The novelty of behaviour change ideas and practices tends to give them something of a contemporary feel. In this context it is easy to overlook the complex and contested history of this movement. Two books that I recently started to read promise to offer some valuable insights into the scientific and political histories of the behaviour change movement. The first is Richard Thaler’s roguishly entitled MisBehaving: A History of Behavioural Economics  (W.W. Norton and Company). This volume offers a personal history of the science of behavioural economics from the perspective of one of its most influential figures.


The second book is David Halpern’s Inside the Nudge Unit: How Small Changes Can Make a Big Difference (W.H. Allen). This volume provides an insider’s account of the development and inner workings of the world’s most prominent nudge unit. When added to Cass Sunstein’s Simpler: The Future of Government  (Simon & Schuster), these volumes collectively constitute an important record of the rising influence of the behavioural sciences on public policy from those who have been most instrumental to the process.

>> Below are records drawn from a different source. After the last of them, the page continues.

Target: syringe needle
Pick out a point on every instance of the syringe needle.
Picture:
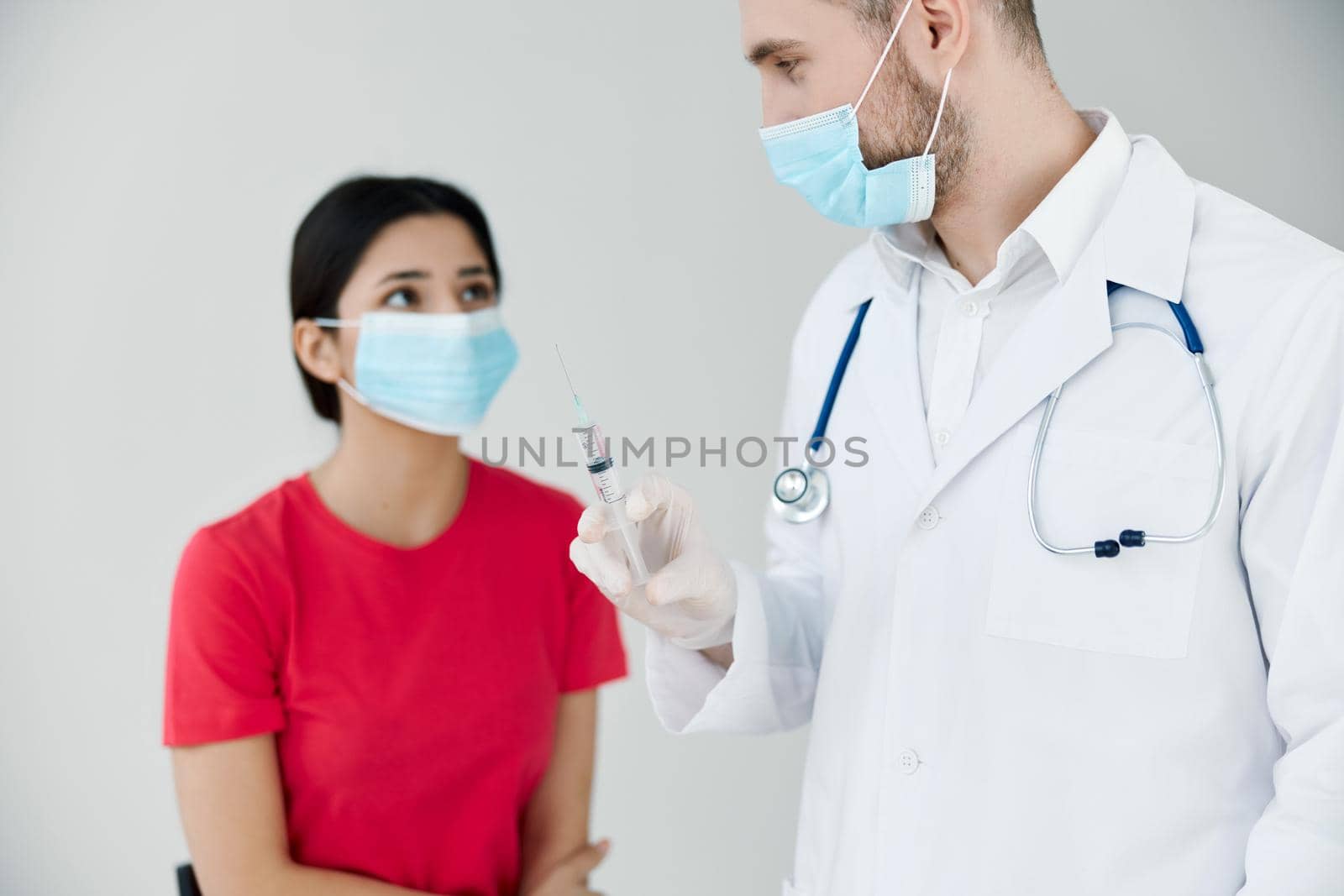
(564, 369)
(578, 405)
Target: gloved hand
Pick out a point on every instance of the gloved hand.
(691, 595)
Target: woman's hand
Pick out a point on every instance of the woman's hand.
(570, 876)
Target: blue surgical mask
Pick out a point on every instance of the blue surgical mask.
(433, 372)
(820, 157)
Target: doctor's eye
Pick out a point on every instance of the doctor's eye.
(402, 298)
(477, 293)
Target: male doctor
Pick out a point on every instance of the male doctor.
(990, 716)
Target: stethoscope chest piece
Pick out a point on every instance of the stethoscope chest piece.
(801, 493)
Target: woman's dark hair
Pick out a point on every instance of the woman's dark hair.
(333, 235)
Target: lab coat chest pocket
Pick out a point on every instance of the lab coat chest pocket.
(1090, 486)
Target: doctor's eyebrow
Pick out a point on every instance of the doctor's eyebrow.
(766, 49)
(403, 275)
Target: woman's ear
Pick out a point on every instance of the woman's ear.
(316, 351)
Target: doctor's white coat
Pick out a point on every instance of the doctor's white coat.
(988, 718)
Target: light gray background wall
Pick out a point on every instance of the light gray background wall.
(155, 159)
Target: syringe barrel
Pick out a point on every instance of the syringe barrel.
(591, 443)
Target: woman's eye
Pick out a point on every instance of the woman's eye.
(401, 298)
(477, 293)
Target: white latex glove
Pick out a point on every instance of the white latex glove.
(691, 595)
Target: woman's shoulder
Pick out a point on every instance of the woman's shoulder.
(248, 537)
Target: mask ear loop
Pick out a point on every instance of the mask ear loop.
(336, 322)
(947, 82)
(891, 42)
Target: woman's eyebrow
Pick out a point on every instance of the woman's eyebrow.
(405, 275)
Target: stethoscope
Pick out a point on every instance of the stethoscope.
(803, 493)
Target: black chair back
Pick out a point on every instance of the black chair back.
(187, 882)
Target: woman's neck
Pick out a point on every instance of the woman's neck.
(391, 483)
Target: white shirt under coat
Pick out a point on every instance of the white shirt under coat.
(988, 718)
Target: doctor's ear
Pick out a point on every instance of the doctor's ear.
(316, 351)
(940, 27)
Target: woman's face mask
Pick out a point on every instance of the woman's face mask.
(432, 372)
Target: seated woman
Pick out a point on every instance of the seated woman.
(381, 674)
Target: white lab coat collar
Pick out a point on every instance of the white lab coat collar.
(1148, 230)
(1059, 228)
(1142, 241)
(1065, 221)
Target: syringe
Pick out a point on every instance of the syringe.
(602, 472)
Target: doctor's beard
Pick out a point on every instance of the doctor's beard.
(907, 105)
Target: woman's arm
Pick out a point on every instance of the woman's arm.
(555, 825)
(234, 817)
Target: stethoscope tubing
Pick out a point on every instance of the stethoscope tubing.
(1215, 418)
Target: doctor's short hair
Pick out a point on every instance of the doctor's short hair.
(333, 235)
(1016, 18)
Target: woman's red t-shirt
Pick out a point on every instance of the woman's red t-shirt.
(413, 692)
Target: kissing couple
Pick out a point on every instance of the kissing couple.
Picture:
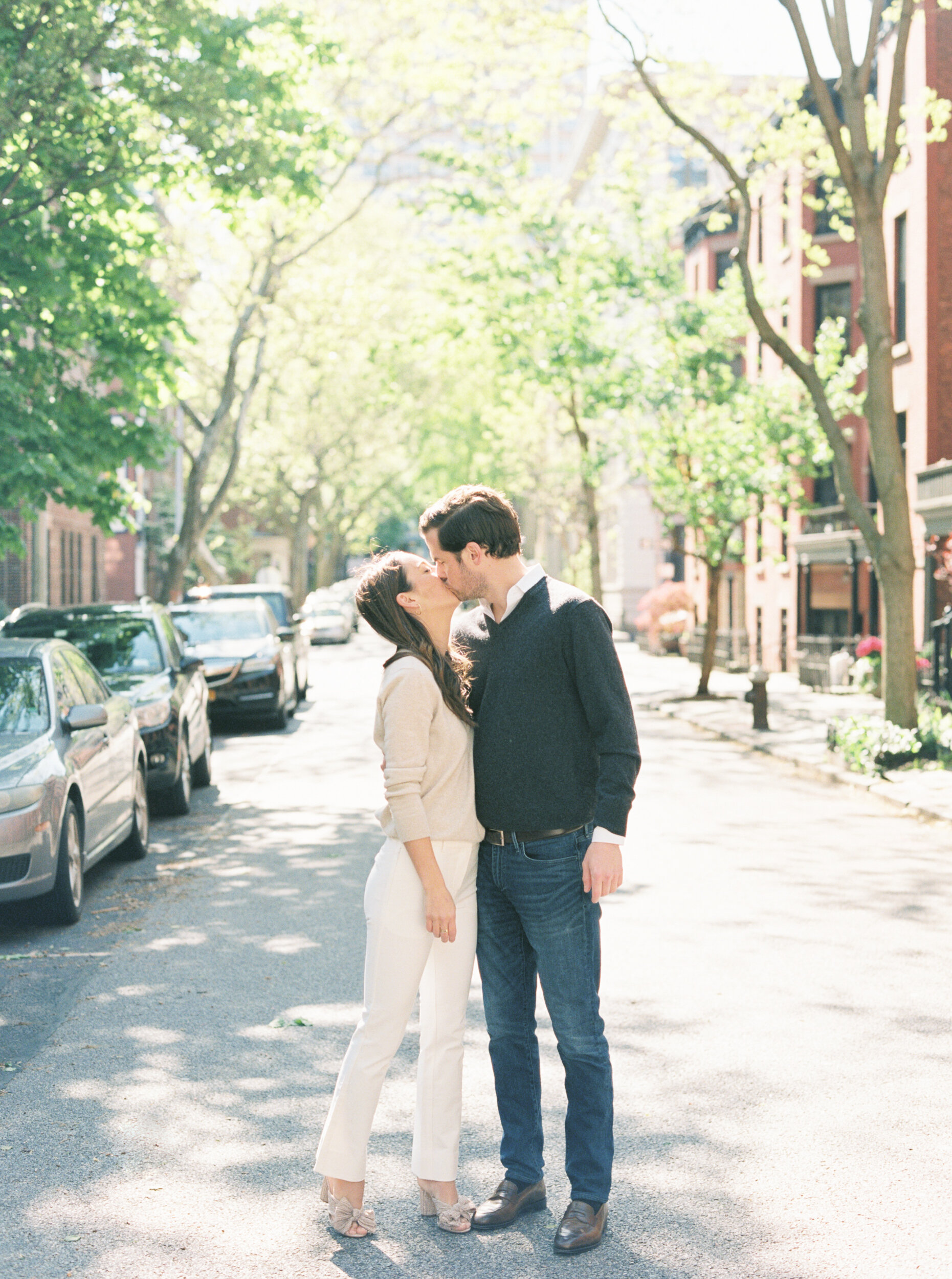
(510, 764)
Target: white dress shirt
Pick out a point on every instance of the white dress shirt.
(515, 595)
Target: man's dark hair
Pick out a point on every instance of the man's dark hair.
(474, 513)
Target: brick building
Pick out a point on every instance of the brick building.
(810, 587)
(64, 561)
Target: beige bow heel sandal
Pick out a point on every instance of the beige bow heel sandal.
(455, 1218)
(343, 1216)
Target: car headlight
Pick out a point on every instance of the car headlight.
(19, 797)
(251, 664)
(152, 714)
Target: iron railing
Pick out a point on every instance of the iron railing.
(942, 654)
(731, 649)
(814, 654)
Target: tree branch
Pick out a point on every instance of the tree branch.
(825, 103)
(891, 146)
(802, 367)
(866, 68)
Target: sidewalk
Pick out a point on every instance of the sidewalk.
(798, 724)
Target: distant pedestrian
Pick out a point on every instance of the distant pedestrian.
(420, 901)
(556, 761)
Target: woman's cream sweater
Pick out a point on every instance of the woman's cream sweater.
(428, 759)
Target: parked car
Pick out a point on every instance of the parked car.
(343, 592)
(327, 622)
(72, 774)
(136, 650)
(249, 659)
(279, 600)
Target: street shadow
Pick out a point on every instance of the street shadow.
(185, 1104)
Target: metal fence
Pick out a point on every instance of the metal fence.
(731, 649)
(814, 654)
(942, 654)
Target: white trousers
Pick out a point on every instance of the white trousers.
(404, 958)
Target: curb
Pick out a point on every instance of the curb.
(827, 773)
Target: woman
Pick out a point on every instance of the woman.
(420, 901)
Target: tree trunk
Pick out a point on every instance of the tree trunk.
(894, 556)
(591, 526)
(300, 585)
(711, 635)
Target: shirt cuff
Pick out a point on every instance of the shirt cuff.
(606, 837)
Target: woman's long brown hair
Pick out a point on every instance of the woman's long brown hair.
(378, 589)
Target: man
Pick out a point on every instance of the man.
(556, 759)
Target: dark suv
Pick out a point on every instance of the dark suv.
(140, 654)
(279, 600)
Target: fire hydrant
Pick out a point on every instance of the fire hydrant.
(757, 696)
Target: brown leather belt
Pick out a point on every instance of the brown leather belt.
(501, 838)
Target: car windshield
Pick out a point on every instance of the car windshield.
(210, 625)
(24, 707)
(116, 644)
(274, 599)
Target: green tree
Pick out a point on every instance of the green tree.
(103, 106)
(553, 292)
(860, 149)
(715, 447)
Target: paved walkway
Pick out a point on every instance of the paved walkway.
(798, 718)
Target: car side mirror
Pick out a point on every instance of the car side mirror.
(85, 717)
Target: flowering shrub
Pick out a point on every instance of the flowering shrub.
(670, 598)
(872, 745)
(869, 646)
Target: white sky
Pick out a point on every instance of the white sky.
(738, 36)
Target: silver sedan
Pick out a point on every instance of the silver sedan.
(72, 776)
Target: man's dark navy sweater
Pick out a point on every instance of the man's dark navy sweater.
(556, 743)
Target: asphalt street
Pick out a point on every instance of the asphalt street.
(776, 985)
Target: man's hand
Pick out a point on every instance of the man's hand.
(602, 870)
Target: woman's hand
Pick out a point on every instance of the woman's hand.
(440, 914)
(440, 907)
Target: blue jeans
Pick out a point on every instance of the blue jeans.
(537, 922)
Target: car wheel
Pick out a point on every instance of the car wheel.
(201, 769)
(281, 715)
(64, 905)
(136, 846)
(180, 797)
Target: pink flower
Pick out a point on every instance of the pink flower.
(872, 644)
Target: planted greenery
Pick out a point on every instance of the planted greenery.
(872, 745)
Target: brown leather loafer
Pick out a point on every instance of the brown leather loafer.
(507, 1203)
(580, 1228)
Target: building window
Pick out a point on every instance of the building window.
(901, 278)
(826, 490)
(835, 302)
(723, 261)
(761, 533)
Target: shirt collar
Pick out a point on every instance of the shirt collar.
(525, 584)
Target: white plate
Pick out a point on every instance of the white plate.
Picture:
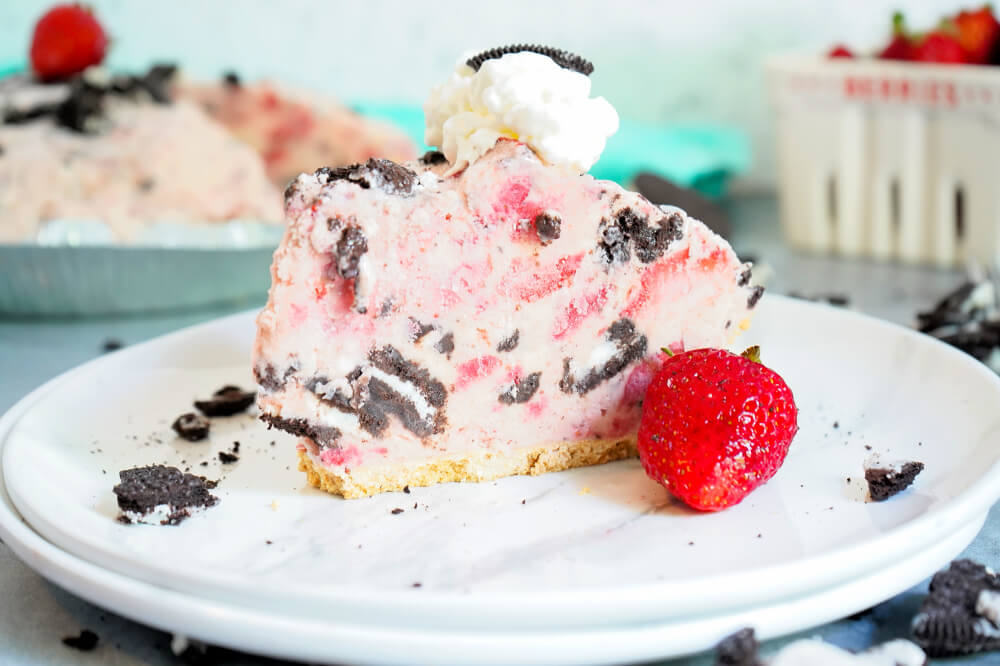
(485, 560)
(321, 639)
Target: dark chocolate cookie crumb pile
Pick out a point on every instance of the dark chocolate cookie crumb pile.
(231, 456)
(951, 620)
(510, 342)
(227, 401)
(191, 427)
(840, 300)
(968, 318)
(630, 346)
(886, 481)
(564, 59)
(739, 649)
(433, 158)
(142, 489)
(381, 174)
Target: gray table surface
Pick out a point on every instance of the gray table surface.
(35, 614)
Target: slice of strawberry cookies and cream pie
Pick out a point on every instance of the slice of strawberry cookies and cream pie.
(488, 310)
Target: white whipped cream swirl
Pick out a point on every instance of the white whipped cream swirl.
(523, 96)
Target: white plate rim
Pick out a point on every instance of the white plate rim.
(213, 621)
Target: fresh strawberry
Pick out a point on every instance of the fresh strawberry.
(977, 33)
(715, 426)
(939, 46)
(840, 51)
(900, 47)
(67, 40)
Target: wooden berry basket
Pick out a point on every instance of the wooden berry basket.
(889, 160)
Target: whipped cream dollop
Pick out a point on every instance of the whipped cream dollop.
(522, 96)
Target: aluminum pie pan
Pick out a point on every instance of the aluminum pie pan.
(71, 270)
(87, 281)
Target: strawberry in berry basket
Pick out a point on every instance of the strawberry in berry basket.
(977, 33)
(67, 40)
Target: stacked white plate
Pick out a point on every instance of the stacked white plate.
(593, 565)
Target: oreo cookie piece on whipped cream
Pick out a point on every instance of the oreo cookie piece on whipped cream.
(968, 318)
(961, 612)
(161, 495)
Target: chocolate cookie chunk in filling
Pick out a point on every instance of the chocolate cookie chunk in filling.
(886, 480)
(227, 401)
(521, 390)
(376, 173)
(629, 231)
(955, 617)
(191, 427)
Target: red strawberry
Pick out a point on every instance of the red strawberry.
(67, 40)
(715, 426)
(840, 51)
(977, 33)
(900, 47)
(940, 47)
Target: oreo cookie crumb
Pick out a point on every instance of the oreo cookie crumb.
(949, 622)
(739, 649)
(227, 401)
(745, 276)
(385, 175)
(564, 59)
(886, 481)
(191, 426)
(433, 158)
(85, 642)
(629, 231)
(351, 246)
(510, 342)
(162, 494)
(548, 226)
(521, 390)
(228, 458)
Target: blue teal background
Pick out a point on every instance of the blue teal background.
(676, 71)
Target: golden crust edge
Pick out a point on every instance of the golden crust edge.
(484, 466)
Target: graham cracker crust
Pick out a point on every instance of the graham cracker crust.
(484, 466)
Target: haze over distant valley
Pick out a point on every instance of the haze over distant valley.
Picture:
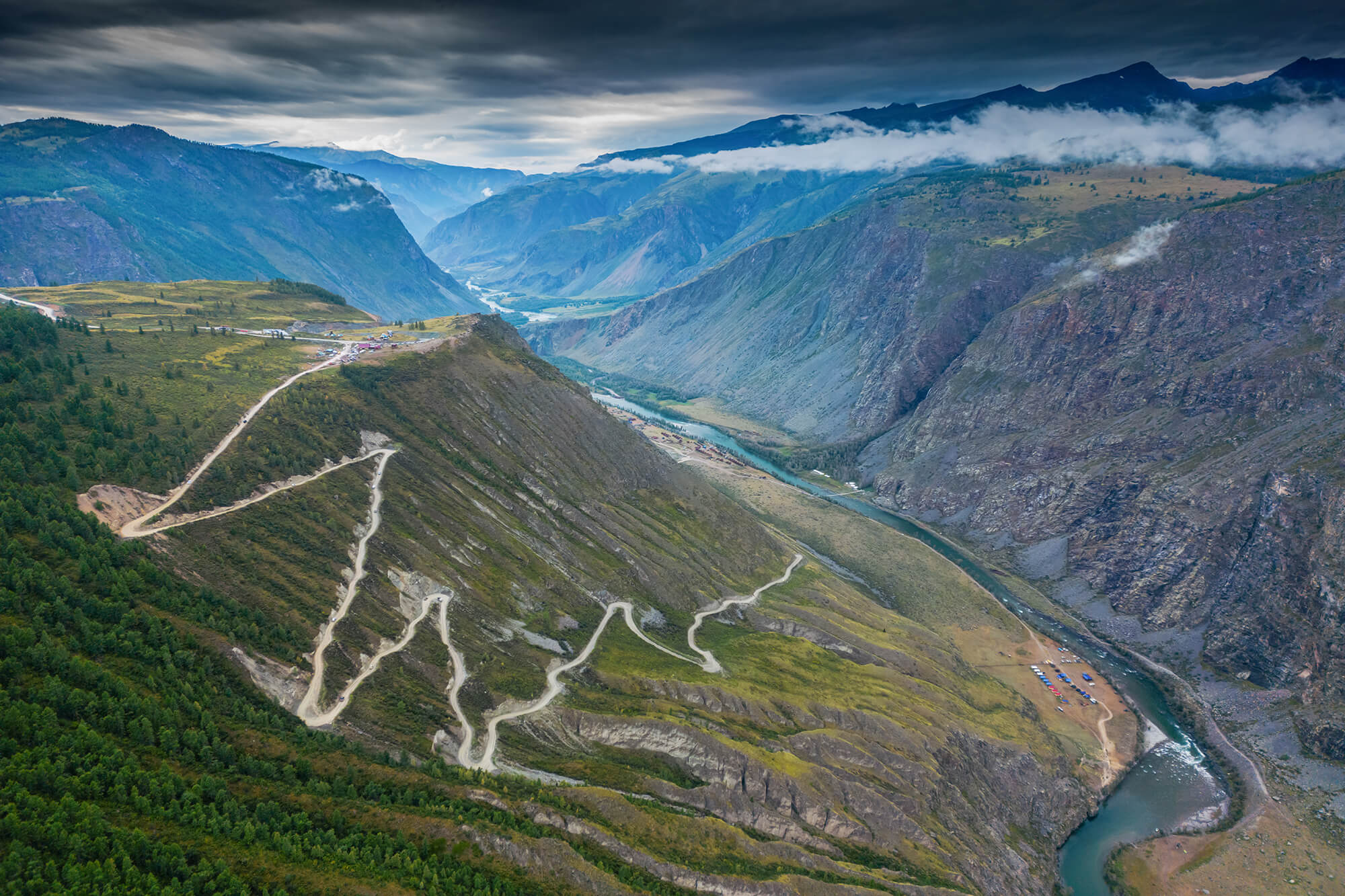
(751, 450)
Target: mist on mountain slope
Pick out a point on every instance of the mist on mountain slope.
(1304, 135)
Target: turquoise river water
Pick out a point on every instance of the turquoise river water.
(1169, 786)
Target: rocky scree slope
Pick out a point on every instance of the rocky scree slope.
(1180, 423)
(423, 193)
(601, 235)
(83, 202)
(839, 330)
(845, 737)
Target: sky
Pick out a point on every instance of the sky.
(543, 85)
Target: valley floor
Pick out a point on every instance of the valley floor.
(1105, 736)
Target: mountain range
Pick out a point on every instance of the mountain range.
(637, 221)
(1120, 380)
(412, 611)
(423, 193)
(84, 202)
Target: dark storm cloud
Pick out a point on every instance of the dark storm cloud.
(471, 64)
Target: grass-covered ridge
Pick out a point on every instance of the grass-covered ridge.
(180, 306)
(510, 487)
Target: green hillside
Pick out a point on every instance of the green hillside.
(844, 749)
(84, 202)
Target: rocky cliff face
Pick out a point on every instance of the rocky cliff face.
(83, 202)
(602, 235)
(1179, 421)
(837, 330)
(849, 740)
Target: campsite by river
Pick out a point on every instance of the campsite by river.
(1172, 786)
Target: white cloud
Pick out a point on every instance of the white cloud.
(833, 124)
(393, 143)
(641, 166)
(1311, 136)
(329, 181)
(1145, 244)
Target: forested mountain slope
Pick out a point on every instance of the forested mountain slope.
(1180, 421)
(598, 235)
(1159, 420)
(844, 748)
(83, 202)
(839, 330)
(423, 193)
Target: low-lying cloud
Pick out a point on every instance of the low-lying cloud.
(1145, 244)
(1296, 135)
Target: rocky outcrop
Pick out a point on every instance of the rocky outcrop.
(835, 331)
(1176, 420)
(870, 782)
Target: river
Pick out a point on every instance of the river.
(1168, 787)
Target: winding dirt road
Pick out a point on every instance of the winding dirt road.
(138, 528)
(272, 489)
(46, 311)
(307, 708)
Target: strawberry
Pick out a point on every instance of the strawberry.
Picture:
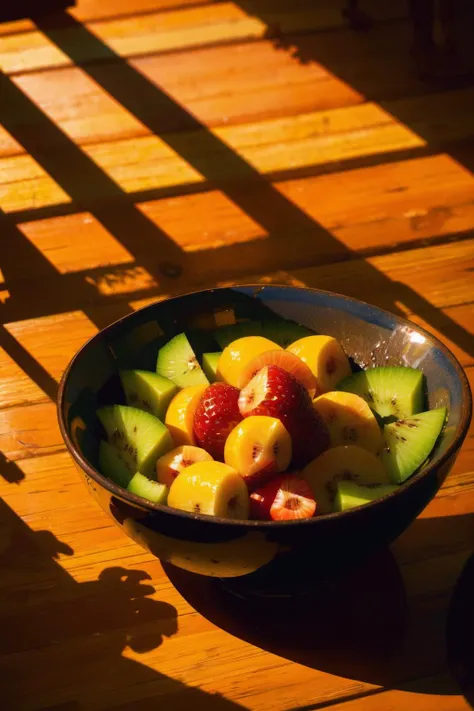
(294, 500)
(216, 415)
(275, 392)
(286, 498)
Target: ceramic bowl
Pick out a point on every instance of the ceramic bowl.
(222, 548)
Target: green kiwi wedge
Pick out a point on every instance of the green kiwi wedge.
(409, 441)
(209, 365)
(284, 332)
(148, 391)
(392, 392)
(139, 437)
(113, 465)
(178, 362)
(148, 489)
(349, 494)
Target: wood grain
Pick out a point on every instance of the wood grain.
(257, 141)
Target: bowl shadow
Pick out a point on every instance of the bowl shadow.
(374, 624)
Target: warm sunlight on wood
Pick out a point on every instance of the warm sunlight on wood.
(427, 184)
(44, 339)
(75, 242)
(153, 148)
(217, 221)
(25, 185)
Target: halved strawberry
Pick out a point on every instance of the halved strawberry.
(294, 500)
(285, 498)
(216, 415)
(275, 392)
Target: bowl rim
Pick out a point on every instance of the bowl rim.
(134, 499)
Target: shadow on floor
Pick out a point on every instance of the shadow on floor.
(62, 641)
(363, 627)
(223, 169)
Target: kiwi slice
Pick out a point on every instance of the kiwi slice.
(408, 442)
(177, 361)
(148, 391)
(112, 464)
(227, 334)
(209, 365)
(349, 494)
(389, 391)
(148, 489)
(284, 332)
(139, 437)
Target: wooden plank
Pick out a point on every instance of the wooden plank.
(272, 146)
(161, 31)
(88, 10)
(77, 645)
(284, 87)
(378, 201)
(442, 274)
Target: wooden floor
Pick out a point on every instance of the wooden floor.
(151, 147)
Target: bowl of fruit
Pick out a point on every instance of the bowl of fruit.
(235, 432)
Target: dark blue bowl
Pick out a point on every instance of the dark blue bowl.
(221, 548)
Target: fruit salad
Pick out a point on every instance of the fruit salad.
(273, 425)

While each of these volumes has an understandably celebratory feel, when combined with more critical histories of the rise of psychologically-oriented state practices, they provide new opportunities to understand the contingent factors that have led to rise of this new force within government. In this context, they can help to illuminate the potential that exist for developing other systems and styles of government that are based upon more nuanced, emotionally centred understandings of the human condition.